Optimization in High School

My performance in the California State Science Fair (that got me my job offer from the Navy) led to my early release from house arrest and probation and allowed my family to pick up sticks and move to Oregon.  My dad by this time had become a well-known environmental activist showing up on shows like 60 Minutes and having two PBS documentaries made about him and his fight and Portland was the mecca for such activity even back in the 1980s. For me what was more important was what was going on in the Portland tech scene, with Portland also being a mecca of certain mathematical programming research directed by MIT and centered around Intel and HP, in what people were calling the “Silicon Forest.” 

I spent my high school years in the Alternative Universe of Portlandia and then moved to college to the complete other side of the Multiverse, Mormonia.
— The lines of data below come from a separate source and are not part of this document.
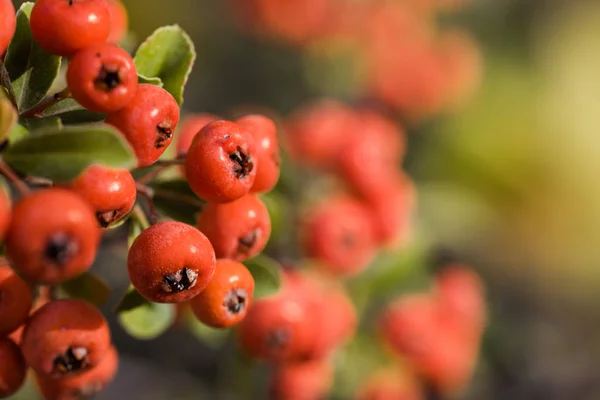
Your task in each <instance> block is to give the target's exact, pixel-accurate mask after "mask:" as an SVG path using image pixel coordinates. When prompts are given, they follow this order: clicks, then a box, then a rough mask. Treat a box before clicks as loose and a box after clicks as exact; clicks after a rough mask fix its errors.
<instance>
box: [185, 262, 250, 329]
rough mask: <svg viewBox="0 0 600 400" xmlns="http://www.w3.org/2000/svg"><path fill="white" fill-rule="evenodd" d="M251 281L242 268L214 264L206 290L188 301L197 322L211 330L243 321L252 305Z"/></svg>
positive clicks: (242, 264)
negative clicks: (210, 329) (250, 307)
mask: <svg viewBox="0 0 600 400" xmlns="http://www.w3.org/2000/svg"><path fill="white" fill-rule="evenodd" d="M253 295H254V278H253V277H252V274H251V273H250V271H248V268H246V267H245V266H244V264H242V263H240V262H237V261H233V260H228V259H220V260H217V265H216V268H215V275H214V276H213V278H212V280H211V281H210V283H209V284H208V286H207V287H206V288H205V289H204V290H203V291H202V292H201V293H200V294H199V295H198V296H196V297H194V298H193V299H192V300H190V304H191V306H192V311H193V312H194V314H195V315H196V318H198V320H199V321H200V322H202V323H203V324H205V325H208V326H212V327H213V328H228V327H230V326H233V325H236V324H238V323H239V322H240V321H241V320H243V319H244V317H245V316H246V313H247V312H248V308H249V307H250V305H251V304H252V296H253Z"/></svg>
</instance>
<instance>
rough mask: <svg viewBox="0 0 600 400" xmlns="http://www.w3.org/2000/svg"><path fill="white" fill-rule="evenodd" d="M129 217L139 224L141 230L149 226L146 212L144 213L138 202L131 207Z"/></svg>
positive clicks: (148, 221)
mask: <svg viewBox="0 0 600 400" xmlns="http://www.w3.org/2000/svg"><path fill="white" fill-rule="evenodd" d="M131 218H133V219H134V220H135V221H136V222H137V223H138V224H140V226H141V227H142V230H146V229H148V228H150V222H149V221H148V218H146V213H144V210H143V209H142V206H140V205H139V204H136V205H135V206H134V207H133V210H131Z"/></svg>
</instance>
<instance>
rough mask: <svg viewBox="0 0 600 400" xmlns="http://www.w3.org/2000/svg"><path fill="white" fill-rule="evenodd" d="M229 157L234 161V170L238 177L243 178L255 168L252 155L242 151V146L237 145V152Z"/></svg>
mask: <svg viewBox="0 0 600 400" xmlns="http://www.w3.org/2000/svg"><path fill="white" fill-rule="evenodd" d="M229 159H230V160H232V161H234V162H235V163H234V167H233V172H234V173H235V177H236V178H237V179H242V178H244V177H246V176H248V174H250V172H252V170H253V169H254V162H253V161H252V157H250V156H248V155H247V154H246V153H244V152H243V151H242V148H241V147H240V146H237V148H236V152H235V153H232V154H230V155H229Z"/></svg>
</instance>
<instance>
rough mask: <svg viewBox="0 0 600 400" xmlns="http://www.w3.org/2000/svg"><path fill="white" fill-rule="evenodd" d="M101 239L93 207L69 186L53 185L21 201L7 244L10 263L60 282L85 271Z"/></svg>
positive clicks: (26, 270) (25, 273)
mask: <svg viewBox="0 0 600 400" xmlns="http://www.w3.org/2000/svg"><path fill="white" fill-rule="evenodd" d="M99 242H100V227H99V226H98V221H97V220H96V215H95V212H94V210H93V208H92V207H91V206H90V205H89V204H88V203H87V202H86V201H85V200H84V199H83V198H82V197H81V196H79V195H78V194H76V193H73V192H72V191H70V190H67V189H59V188H51V189H44V190H40V191H37V192H34V193H31V194H29V195H27V196H25V197H24V198H22V199H21V200H20V201H19V202H18V203H17V205H16V206H15V207H14V209H13V218H12V221H11V224H10V227H9V229H8V234H7V237H6V241H5V245H6V254H7V257H8V259H9V261H10V263H11V265H12V266H13V268H14V269H15V270H17V271H18V272H19V273H20V274H21V275H23V276H24V277H25V278H26V279H28V280H31V281H33V282H40V283H47V284H57V283H61V282H63V281H65V280H68V279H71V278H74V277H76V276H78V275H80V274H82V273H83V272H85V271H86V270H87V269H88V268H89V267H90V266H91V265H92V263H93V262H94V259H95V258H96V251H97V249H98V245H99Z"/></svg>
My California Science Fair performance led to another offer to be a programmer on a massive NIH genetics project at Oregon Health Sciences University (OHSU is now renamed Oregon Health & Sciences University), but it came with the condition that I leave high school, enroll at Portland State and begin pursuing my Ph.D. early with concurrent classes at OHSU.   My grandfather, who himself had been a young science prodigy and professor at Oregon State (before WWII and the Navy), conveyed his dying wish was that I would have a “normal childhood” and go to high school, so I turned down the offer and enrolled in a little country school in Sherwood, Oregon.   Due to my school’s lack of advanced math courses, I soon started taking my math at the main campus of Portland Community College (PCC), and that’s where I got to know the Intel and HP engineers working on amazing mathematical programming problems.

MIT professor and computer pioneer Jay Forrester, famous for his supply chain work, had designated Portland as a place to work on dynamic systems programming and the Portland Community College Sylvania campus became the meeting place where some of the top engineers from Intel in Hillsboro would meet with the top mathematical programmers from HP in Corvallis.  It might seem strange, but Oregon was where the best mathematical minds in Silicon Valley were meeting at the time under MIT’s direction.  In particular, there was an experimental 4-course sequence in engineering calculus and a 3-course sequence in mathematical economics where they worked together, with the HP guys taking the lead in calculus and the Intel guys taking the lead in economics, dynamic programming, and simulation.

My senior year in high school was like one big acid trip, trying to reconcile HP Calculator guys’ vision with that of Intel Engineers all under the direction of MIT with a “magic school bus” on a Mac that had been designed when the engineer was freaking out on an LSD Trip. There hadn’t a “trip” like mine out of Oregon since Ken Kesey and the Merry Band of Pranksters.

In those Sylvania courses, in addition to higher-level math and mathematical economics, I was introduced to writers like David Brin, William Gibson, and Ken Kesey, and the “authoring” software HyperCard, a Macintosh program that was developed by an engineer on an LSD trip (something that didn’t seem so strange to me after reading Gibson and Kesey).  No less than the Wonderful Wizard of Woz, Steve Wozniak, called HyperCard “the best program ever written,” and my professors basically gave me the “keys to the kingdom,” or at least the lab, and I worked for part of my junior year and my entire senior year on exploring what could be done with HyperCard, mathematical programming, and mathematical economics.  I guess in that sense one could say my senior year was one long acid trip coding on a Mac at PCC, reading fiction at Powell’s, and physical rehabilitation via powerlifting with NBA legend Kermit Washington (another story).  One of the more complex things I tried to do on the Mac was optimization, and I even succeeded in cobbling some stuff together, but suffice it to say after my yearlong acid trip I didn’t share Woz’s enthusiasm for HyperCard or the Mac.